I remember vividly an interview one of the russian soldiers was giving in polish television on the day when Soviet Army was leaving Poland.
"You don't even understand what you're losing. You will soon realize how big of a mistake it is and regret it deeply."
Guess what? We don't.
Adam Mickiewicz, Dziady, 1823
"Nie dziw, że nas tu przeklinają,
Wszak to już mija wiek,
Jak z Moskwy w Polskę nasyłają
Samych łajdaków stek."
I’m not arguing that occupation was a good thing, clearly not. Anyways, look at modern Russia - they have many issues but now operate a mixed market oriented economy and have achieved #4 GDP by PPP and that’s under sanctions from hell, getting cut off from Swift and no German investment. There’s actually more in common with Russias rebound and Poland amazing growth vs the economic situation in much of the rest of the EU, they really could/should be trading partners but the EU won’t allow it.
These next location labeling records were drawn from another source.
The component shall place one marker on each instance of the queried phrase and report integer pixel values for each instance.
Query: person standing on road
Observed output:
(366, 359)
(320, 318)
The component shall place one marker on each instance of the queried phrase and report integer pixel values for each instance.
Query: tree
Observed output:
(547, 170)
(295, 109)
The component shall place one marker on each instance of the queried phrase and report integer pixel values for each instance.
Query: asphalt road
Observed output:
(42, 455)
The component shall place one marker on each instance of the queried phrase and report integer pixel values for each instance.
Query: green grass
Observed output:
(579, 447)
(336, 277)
Yes, that is cool. it doesn't change the fact how the Russians treated us for centuries, and not just during the Soviet Era and what were the outcomes compared to as some like say "EU or USA occupation". So we will thank you very much - not interested in it again, but honestly good luck to Russia being a peaceful prosperous country.
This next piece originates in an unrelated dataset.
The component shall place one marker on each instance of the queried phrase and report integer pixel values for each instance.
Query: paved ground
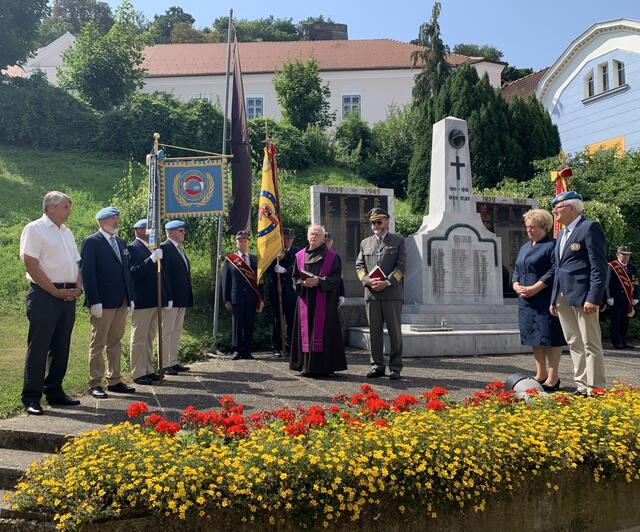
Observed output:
(267, 383)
Also have you noticed how and why the trade stopped?
No, they don’t claim that - but they do see it as a continuous thing (Russian civilization and the genocidal threat they overcame). Also, it’s not just them who celebrate.
Russians are always conveniently forgetting that they were the other major aggressor of the European WW2 theater. Heck, the so-called "Great Patriotic War" starts in 1941, skipping over their alliance with Nazi Germany and invasions of neighboring states.
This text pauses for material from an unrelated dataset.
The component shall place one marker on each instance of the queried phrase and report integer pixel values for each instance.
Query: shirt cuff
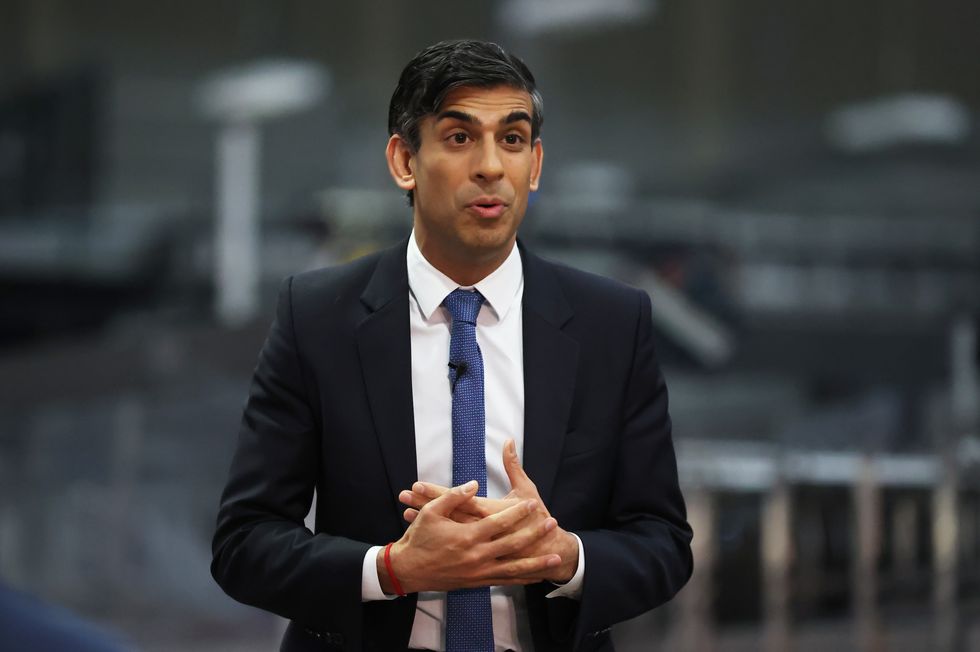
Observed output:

Authoritarian has nothing to do with elections, it has everything to do with the ability of people without positions of power to influence those in power without retribution. Most countries have elections, these days, but there is no lack of authoritarian rulers staying in power for decades and jailing or murdering their opposition.
Honestly, a lot of issues was that we needed to build up the necessary infrastructure in the first place.
And the transformation to market economy involved at least two periods of suicidal decisions in name of ideology that regressed the economy (by the same person, even)
More of a philosophical question but if you have no idea whether it's a human or robot, does it really matter? Personally I dislike AI slop only when I can tell it is...
- I am trying to learn about the topic at hand and trust a human's comment more than an LLM's guess
- I am trying to connect with other humans to fulfill my social needs
- I am maybe spending time to help another human out with a response because I want to help someone else
- I am interested in the perspective of other humans
Those are just a few reasons. For each of those if it's actually an AI I feel I'm losing out on something.